Но самое главное, что подоплекой и экономического кризиса, и растерянности, царящей в мире, является глубочайший социально-политический кризис. Его проявления просты и ясны: падение интеллектуального уровня управляющей элиты, дезорганизация гражданского общества, размывание ценностей, на которых оно основано. Драма, впрочем, касается и всех иных обществ.
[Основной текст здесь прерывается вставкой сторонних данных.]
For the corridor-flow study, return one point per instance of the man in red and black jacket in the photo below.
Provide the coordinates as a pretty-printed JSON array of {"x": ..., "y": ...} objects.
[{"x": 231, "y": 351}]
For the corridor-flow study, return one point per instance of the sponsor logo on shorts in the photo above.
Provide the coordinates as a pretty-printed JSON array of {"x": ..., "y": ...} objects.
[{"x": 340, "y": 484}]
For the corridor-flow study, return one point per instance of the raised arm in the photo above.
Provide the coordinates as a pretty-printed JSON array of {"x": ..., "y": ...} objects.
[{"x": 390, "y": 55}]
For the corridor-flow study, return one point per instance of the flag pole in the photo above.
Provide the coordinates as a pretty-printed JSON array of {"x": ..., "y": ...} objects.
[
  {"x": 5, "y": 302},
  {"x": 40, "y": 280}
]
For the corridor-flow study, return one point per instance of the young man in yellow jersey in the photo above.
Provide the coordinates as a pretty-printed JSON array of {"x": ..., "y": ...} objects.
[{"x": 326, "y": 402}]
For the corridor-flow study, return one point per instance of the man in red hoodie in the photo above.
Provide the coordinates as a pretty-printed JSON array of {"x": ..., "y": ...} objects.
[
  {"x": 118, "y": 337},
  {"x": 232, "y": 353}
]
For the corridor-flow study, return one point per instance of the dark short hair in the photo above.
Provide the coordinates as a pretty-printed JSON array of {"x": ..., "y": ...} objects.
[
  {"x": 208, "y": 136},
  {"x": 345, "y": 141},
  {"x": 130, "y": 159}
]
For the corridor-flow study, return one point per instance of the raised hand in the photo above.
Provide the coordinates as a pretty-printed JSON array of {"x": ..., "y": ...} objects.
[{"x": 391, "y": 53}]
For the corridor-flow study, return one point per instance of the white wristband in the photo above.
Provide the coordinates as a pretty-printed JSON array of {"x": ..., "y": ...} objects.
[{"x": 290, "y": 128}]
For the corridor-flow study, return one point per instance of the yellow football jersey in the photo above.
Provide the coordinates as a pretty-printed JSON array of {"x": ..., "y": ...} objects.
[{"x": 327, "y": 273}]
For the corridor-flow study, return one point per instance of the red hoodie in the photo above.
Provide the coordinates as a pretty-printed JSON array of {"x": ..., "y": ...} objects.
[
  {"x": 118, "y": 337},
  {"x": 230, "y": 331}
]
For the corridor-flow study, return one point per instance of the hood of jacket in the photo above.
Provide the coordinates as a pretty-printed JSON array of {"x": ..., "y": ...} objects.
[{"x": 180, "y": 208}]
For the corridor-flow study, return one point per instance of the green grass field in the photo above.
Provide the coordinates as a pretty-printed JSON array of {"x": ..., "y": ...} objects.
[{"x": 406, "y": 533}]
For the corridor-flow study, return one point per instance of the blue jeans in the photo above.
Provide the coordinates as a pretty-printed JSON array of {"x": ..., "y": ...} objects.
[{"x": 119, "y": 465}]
Нет сомнений, что «арабская весна» символизировала кризис традиционного арабско-мусульманского мира.

В Европе наблюдается снижение рождаемости, рост числа заключенных, усиление беспорядков, распространение социального уныния, атомизация общества и потеря социальных ориентиров, неприкрытое противостояние между возрождающимся консерватизмом в самых ханжеских проявлениях и стремлением к индивидуальному счастью и свободе и многое, многое другое.

В известной мере все это описано Зигмундом Фрейдом в «Психологии масс». И является свидетельством снижения уровня самоорганизованности граждан. Конечно, в тюрьме массу можно контролировать безо всякой ее организации, но сама по себе масса в состоянии создать собственную организацию только при наличии образа реальности. Образ, который ныне распадается, есть образ общества всеобщего благоденствия. И здесь дело не только в том, что образ общества всеобщего благоденствия подразумевает высокий уровень потребления, постоянное возрастание благосостояния. Помимо этого предполагается, что существует некий воображаемый субъект - государство, формируемое демократическим путем, - способный позаботиться об обществе. Этот субъект, представленный национальными лидерами и институтами, компетентен, добр и, самое главное, не только видит каждого, но еще и в состоянии о нем позаботиться.

Но этот образ рушится. И потому лозунг «Спасайся, кто может» вдохновляет разрозненных современных индивидов. И бегут кто куда, интеллектуально порознь, что приводит к неизбежному снижению способности рационально воспринимать происходящее, прогнозировать и планировать необходимые действия. Как известно, паника неизбежно приводит к снижению умственного качества не только общества в целом, но и каждого его члена.

Россия вместе с Европой

Происходящее сейчас в стране и мире нуждается в обновлении языка описания, частью которого может стать актуализация подзабытых элементов прежнего вокабуляра. Одним из таких является клише «Европа - наш общий дом», подразумевающее единое политико-культурное пространство, включающее нашу страну. Разумеется, не в прежнем пропагандистском его значении, а как метод исследования процессов, происходящих в России, где весьма распространенным стало поверхностное противопоставление России и Европы. Исходя из принципа европейского единства исследователи могут описывать наблюдаемое ныне не в противопоставлениях «Европа - Россия», «Старая Европа - новые члены евросообщества», а обращая внимание на общие для всего континента проблемы и противоречия, достигшие ныне критического уровня. Взгляд на Европу из России не есть взгляд со стороны.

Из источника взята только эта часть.